# Blairsville or Mountain deer



## Luke0927 (Sep 3, 2014)

What are y'all seeing this year....Saw 2 good bucks espcially for mountins at our place this past weekend feeding out in pasture after bush hogging.  Probably 18" wide 10" g2's nice solid 8 pt.  My grandpa has seen him few weeks ago and another nice not as wide 8pt.  Guess I'm going to hunt up there instead of around Forsyth opening weekend.

Also does I've seen looked real good too, looks to be a lot better shape on the acrons this year.


----------



## Bonaire-Dave (Sep 19, 2014)

I haven't been out in the woods looking for deer, but the white acorns have started falling at my house north of Blairsville. Dave


----------



## ripplerider (Oct 9, 2014)

Already seeing lots of horned bushes including twisting in Union Co.
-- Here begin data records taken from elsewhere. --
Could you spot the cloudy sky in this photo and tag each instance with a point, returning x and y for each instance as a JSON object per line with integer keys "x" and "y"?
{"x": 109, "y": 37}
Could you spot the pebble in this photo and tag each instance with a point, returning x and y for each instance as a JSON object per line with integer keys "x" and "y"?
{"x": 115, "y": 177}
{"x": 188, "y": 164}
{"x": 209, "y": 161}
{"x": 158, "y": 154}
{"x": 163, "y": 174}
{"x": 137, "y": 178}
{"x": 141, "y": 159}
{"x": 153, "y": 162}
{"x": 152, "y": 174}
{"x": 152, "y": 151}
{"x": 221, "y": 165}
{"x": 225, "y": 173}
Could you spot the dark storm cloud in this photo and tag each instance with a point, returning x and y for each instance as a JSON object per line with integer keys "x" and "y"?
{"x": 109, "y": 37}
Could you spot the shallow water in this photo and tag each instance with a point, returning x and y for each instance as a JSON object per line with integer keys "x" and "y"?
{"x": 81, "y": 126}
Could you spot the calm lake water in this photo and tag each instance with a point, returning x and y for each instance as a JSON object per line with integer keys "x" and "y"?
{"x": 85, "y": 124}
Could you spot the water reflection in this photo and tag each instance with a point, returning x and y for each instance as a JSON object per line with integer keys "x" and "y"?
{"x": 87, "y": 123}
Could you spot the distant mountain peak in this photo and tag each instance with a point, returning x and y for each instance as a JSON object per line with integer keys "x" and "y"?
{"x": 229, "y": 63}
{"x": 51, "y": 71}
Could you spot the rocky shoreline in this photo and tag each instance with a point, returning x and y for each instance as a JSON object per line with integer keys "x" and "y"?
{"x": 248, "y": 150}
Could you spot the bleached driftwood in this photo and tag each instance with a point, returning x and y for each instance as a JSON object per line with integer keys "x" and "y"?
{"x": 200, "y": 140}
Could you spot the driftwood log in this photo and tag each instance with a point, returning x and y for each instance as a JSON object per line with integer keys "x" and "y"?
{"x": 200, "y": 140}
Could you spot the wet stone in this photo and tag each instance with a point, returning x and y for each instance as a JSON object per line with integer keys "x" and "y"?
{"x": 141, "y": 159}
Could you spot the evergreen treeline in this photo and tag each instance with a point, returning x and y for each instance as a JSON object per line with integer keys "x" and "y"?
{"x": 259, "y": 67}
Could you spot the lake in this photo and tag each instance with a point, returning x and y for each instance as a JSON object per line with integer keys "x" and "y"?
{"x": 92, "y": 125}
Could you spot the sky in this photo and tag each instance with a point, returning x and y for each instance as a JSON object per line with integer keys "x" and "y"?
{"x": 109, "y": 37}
Should be a good rut this year.


----------



## ArticSnake (Oct 15, 2014)

I've seen lots of feeding sign on acorns, lots of trails, bunch of does a few small bucks. I haven't seen any horned bushes, scrapes, etc. yet. I'm sure it won't be long though.


----------



## Buck Roar (Nov 14, 2014)

Lots of scrapes and rubs here in Towns.


----------



## tree cutter 08 (Nov 16, 2014)

Small bucks were moving yesterday.


----------



## The mtn man (Nov 18, 2014)

Bucks are squaring off with each other, small bucks moving everywhere, bucks are ready does ain't.


----------



## linebacker (Nov 26, 2014)

im doin some huntin in blairsville next weekend. any tips on how they are moving? our rut here in gwinnett is in full swing.


----------